El domingo se celebró la ‘fiesta de la democracia’. Un fiestón sin serpentinas, ni bocadillos de Nocilla, pero sí, un fiestón donde celebramos, ni más ni menos, que la absoluta soberanía de nuestras voluntades para decidir quiénes deben llevar la vara de mando, dirigir con más o menos acierto la ‘cosa pública’ y cobrar los cuatro mil euros a final de mes. Por aquello de que han transcurrido varios días y que ya ha habido sesudos analistas sacándole punta al lápiz -seguro que con mejor criterio que yo-, tenía el firme propósito de orientar este simpático comentario hacia terrenos más vaporosos. No sé… la primavera, la Semana Santa, el gorjeo siempre alegre de los gorriones ahora que las jornadas se alargan y los corazones palpitan. Esos temas pastoriles tan al pelo en estas fechas. Pero no. Mis buenas intenciones han chocado de lleno con tanta perorata, siempre con un punto trascendente, respecto a esa legión de “barrigas agradecidas” que votaron a Susana y no a otras opciones políticas “mucho más convenientes”.

No seré yo quien justifique lo injustificable.
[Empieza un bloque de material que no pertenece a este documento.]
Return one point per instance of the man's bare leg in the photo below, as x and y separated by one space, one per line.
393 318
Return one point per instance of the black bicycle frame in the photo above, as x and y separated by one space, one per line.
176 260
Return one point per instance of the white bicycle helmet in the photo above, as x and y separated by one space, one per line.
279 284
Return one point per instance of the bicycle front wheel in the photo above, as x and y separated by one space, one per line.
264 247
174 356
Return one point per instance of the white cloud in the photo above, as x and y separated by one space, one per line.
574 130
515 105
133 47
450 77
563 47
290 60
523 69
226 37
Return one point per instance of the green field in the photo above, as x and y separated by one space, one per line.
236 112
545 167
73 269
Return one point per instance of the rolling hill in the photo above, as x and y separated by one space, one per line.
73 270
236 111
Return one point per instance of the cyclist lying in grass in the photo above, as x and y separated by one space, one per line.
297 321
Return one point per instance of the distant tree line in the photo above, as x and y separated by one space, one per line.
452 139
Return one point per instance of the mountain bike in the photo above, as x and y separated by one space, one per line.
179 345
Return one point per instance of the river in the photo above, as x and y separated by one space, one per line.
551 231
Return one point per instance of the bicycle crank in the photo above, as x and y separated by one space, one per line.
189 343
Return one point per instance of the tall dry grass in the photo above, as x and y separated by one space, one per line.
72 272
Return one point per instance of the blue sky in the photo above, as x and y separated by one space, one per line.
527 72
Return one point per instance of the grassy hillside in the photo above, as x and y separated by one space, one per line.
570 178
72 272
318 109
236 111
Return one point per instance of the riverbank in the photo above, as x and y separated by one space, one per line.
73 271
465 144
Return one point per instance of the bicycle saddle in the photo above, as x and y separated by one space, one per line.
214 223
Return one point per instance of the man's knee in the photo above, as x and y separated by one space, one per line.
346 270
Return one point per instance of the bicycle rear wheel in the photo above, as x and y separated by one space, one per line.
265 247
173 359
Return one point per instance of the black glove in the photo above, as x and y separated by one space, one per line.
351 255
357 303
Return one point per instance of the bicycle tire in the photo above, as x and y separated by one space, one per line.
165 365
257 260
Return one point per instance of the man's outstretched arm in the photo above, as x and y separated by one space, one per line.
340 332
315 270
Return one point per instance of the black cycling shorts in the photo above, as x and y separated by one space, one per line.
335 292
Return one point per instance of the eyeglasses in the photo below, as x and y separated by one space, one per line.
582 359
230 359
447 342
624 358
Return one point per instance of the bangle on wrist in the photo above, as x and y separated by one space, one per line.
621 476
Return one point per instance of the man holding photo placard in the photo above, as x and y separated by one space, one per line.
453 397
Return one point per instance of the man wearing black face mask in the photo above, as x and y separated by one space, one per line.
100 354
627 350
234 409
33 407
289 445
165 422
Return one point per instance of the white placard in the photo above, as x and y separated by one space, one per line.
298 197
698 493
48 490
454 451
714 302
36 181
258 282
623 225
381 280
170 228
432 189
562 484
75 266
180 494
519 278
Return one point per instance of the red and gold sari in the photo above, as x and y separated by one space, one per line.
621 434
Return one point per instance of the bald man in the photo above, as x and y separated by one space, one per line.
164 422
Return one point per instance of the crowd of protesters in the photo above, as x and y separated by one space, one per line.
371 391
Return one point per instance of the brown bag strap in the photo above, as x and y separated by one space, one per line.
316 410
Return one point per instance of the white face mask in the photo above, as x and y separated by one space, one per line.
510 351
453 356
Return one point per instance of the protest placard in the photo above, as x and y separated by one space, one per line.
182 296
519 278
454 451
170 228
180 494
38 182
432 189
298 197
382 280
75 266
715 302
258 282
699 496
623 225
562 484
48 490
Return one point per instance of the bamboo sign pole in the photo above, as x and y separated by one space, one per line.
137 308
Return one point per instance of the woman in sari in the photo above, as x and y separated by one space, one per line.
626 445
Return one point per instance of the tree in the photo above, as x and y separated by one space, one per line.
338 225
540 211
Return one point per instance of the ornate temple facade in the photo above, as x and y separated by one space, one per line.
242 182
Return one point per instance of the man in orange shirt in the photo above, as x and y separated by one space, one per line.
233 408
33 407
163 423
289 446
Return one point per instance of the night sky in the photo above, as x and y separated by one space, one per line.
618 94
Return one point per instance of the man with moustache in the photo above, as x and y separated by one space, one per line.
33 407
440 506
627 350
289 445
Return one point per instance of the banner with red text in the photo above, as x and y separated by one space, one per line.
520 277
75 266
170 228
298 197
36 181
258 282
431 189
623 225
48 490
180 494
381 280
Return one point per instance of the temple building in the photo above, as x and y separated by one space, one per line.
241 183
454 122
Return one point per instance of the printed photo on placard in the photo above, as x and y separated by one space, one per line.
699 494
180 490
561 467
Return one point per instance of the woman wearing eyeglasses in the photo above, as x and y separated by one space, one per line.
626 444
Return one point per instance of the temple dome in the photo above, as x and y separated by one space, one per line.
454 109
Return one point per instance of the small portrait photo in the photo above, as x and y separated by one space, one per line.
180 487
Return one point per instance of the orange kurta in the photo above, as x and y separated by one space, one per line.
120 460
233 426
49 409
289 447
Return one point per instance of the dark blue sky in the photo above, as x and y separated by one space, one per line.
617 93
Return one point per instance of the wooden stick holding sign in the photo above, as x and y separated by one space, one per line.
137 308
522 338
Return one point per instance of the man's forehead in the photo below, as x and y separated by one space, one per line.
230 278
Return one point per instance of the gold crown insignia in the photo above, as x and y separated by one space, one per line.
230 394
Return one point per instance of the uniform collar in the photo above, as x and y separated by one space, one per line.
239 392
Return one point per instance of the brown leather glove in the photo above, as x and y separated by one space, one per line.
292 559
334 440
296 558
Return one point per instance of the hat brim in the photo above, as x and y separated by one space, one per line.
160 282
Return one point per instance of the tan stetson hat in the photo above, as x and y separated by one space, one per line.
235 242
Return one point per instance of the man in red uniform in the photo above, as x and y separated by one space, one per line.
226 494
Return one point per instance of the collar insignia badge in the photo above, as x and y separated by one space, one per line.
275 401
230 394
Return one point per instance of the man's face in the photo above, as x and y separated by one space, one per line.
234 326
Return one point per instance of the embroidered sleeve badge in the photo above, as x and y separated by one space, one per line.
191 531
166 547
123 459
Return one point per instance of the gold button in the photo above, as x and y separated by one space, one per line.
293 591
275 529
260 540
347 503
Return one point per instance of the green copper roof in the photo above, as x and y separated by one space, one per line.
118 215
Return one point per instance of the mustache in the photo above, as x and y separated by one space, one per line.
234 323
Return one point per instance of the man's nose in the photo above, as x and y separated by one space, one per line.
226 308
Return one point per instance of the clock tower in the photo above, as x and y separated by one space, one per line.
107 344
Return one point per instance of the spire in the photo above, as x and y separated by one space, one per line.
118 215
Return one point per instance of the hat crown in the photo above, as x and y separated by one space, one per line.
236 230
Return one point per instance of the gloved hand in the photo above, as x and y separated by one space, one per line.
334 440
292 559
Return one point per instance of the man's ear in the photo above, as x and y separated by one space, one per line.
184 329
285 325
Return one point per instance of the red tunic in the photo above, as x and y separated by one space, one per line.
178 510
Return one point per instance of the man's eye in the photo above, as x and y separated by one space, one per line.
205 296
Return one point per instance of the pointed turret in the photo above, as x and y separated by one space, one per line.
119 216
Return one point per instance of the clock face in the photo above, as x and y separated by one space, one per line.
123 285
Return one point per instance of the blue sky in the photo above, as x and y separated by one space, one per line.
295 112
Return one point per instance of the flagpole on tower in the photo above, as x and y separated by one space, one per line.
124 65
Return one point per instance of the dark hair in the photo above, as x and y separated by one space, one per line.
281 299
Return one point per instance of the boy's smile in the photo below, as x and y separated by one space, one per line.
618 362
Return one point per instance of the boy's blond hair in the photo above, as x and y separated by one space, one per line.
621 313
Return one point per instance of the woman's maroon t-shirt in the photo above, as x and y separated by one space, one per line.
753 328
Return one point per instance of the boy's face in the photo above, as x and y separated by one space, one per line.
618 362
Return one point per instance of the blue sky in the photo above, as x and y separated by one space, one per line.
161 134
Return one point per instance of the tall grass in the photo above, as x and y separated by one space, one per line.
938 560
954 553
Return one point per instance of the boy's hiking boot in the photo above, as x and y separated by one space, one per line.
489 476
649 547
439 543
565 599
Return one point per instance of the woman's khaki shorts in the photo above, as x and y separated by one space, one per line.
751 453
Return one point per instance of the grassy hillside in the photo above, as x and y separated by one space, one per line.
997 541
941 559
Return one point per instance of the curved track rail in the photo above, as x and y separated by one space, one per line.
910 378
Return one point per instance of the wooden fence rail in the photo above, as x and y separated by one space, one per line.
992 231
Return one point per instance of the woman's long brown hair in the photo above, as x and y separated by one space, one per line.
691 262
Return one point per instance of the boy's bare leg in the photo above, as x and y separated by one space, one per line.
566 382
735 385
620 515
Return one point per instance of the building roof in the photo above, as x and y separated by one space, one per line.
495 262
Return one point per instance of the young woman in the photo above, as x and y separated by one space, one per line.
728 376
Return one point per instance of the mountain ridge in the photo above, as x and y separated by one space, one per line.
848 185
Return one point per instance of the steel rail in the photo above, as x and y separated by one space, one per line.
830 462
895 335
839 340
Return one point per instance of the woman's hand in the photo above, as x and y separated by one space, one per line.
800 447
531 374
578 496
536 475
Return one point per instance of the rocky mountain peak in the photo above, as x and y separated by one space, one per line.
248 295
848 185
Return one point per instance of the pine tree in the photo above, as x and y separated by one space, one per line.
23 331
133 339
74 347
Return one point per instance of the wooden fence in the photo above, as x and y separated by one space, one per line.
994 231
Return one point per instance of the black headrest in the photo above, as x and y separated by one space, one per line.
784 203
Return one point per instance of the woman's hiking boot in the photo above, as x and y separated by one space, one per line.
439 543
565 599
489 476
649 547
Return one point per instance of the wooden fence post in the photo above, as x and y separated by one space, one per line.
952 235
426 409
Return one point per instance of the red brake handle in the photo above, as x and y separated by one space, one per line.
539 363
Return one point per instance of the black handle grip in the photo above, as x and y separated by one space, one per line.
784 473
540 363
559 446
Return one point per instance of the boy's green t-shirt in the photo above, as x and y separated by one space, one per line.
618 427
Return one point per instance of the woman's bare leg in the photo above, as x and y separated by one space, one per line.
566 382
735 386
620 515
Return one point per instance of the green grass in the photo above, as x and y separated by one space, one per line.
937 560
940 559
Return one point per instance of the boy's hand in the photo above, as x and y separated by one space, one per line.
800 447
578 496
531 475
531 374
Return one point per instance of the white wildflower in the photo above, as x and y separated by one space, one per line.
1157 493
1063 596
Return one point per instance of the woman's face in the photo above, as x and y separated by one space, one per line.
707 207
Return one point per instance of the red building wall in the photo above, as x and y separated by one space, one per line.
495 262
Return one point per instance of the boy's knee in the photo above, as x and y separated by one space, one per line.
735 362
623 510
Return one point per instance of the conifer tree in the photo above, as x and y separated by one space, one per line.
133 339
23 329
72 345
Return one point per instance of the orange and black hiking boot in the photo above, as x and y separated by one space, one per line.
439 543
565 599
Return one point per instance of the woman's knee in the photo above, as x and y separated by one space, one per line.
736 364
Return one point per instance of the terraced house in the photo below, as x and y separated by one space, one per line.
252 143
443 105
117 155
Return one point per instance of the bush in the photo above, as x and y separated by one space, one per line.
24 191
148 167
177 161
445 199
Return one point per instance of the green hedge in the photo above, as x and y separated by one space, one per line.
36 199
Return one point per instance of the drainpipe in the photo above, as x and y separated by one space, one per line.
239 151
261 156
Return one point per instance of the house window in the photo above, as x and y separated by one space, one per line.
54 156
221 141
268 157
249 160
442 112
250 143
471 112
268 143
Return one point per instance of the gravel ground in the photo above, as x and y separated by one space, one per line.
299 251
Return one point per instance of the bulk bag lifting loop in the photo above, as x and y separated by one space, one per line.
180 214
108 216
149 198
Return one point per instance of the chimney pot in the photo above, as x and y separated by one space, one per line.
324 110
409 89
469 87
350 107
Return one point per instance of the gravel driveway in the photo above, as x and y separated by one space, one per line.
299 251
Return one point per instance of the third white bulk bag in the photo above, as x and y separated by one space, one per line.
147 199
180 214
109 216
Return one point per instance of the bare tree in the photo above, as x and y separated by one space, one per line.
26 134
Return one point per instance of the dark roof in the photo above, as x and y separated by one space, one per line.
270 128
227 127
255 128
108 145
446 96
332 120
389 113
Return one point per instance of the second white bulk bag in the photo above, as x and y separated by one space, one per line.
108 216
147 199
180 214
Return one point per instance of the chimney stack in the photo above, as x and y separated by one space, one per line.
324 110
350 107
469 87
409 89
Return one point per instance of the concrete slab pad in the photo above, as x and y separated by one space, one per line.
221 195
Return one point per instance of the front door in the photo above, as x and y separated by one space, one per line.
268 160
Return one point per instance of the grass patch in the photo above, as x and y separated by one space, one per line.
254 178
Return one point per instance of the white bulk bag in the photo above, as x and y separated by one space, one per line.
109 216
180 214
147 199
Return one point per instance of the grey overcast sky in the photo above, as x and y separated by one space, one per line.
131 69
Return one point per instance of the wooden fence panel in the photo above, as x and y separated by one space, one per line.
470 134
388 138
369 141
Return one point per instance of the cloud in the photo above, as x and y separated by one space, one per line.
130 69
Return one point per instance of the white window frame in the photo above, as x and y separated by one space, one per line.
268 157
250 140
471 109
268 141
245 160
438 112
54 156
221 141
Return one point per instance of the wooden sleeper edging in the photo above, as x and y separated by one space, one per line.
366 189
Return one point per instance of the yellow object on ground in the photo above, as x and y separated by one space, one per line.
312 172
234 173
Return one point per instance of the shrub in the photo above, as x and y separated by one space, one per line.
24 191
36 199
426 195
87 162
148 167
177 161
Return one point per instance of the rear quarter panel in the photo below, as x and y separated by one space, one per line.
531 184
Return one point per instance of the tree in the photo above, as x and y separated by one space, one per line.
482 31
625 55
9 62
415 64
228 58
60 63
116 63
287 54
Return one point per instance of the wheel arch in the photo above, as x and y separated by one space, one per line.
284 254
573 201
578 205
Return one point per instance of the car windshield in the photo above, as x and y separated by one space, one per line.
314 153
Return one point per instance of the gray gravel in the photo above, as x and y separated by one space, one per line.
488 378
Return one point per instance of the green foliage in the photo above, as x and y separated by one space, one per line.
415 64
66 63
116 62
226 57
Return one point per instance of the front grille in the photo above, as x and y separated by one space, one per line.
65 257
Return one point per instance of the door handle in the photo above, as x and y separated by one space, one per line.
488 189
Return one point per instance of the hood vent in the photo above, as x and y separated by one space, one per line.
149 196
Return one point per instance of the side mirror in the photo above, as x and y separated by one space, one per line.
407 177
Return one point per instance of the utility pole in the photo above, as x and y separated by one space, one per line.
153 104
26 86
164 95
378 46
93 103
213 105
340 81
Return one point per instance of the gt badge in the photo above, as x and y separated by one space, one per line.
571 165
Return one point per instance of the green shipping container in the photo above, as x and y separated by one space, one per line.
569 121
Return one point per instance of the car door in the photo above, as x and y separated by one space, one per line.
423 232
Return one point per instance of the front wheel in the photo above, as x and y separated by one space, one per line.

Que aquí ni PSOE ni PP, que son los que hacen y deshacen presupuestos, han sido absolutamente incapaces de sacar a Jaén de su retraso secular, su 35% de paro y unas tasas de pobreza sonrojantes. Pero por encima de esto, porque estamos en democracia, aquí cada cual echa la papeleta de quien considere oportuno. Porque le convenzan ideas o programas, porque consideren que no ha llegado el tiempo de la alternancia, porque el candidato representa la anhelada regeneración, por el PER, por el PAR o por el PIR. Veamos, criticar actuaciones, posiciones ideológicas y maneras de gobernar es sanísimo. Pero de ahí, a tildar de “gilipollas”, “pesebreros”, “inútiles” e “incultos” a esas 153.000 personas que aquí, en Jaén, por ejemplo, optaron por el PSOE media un abismo. Esto es, básicamente, faltar el respeto. El pueblo ha hablado. Punto pelota.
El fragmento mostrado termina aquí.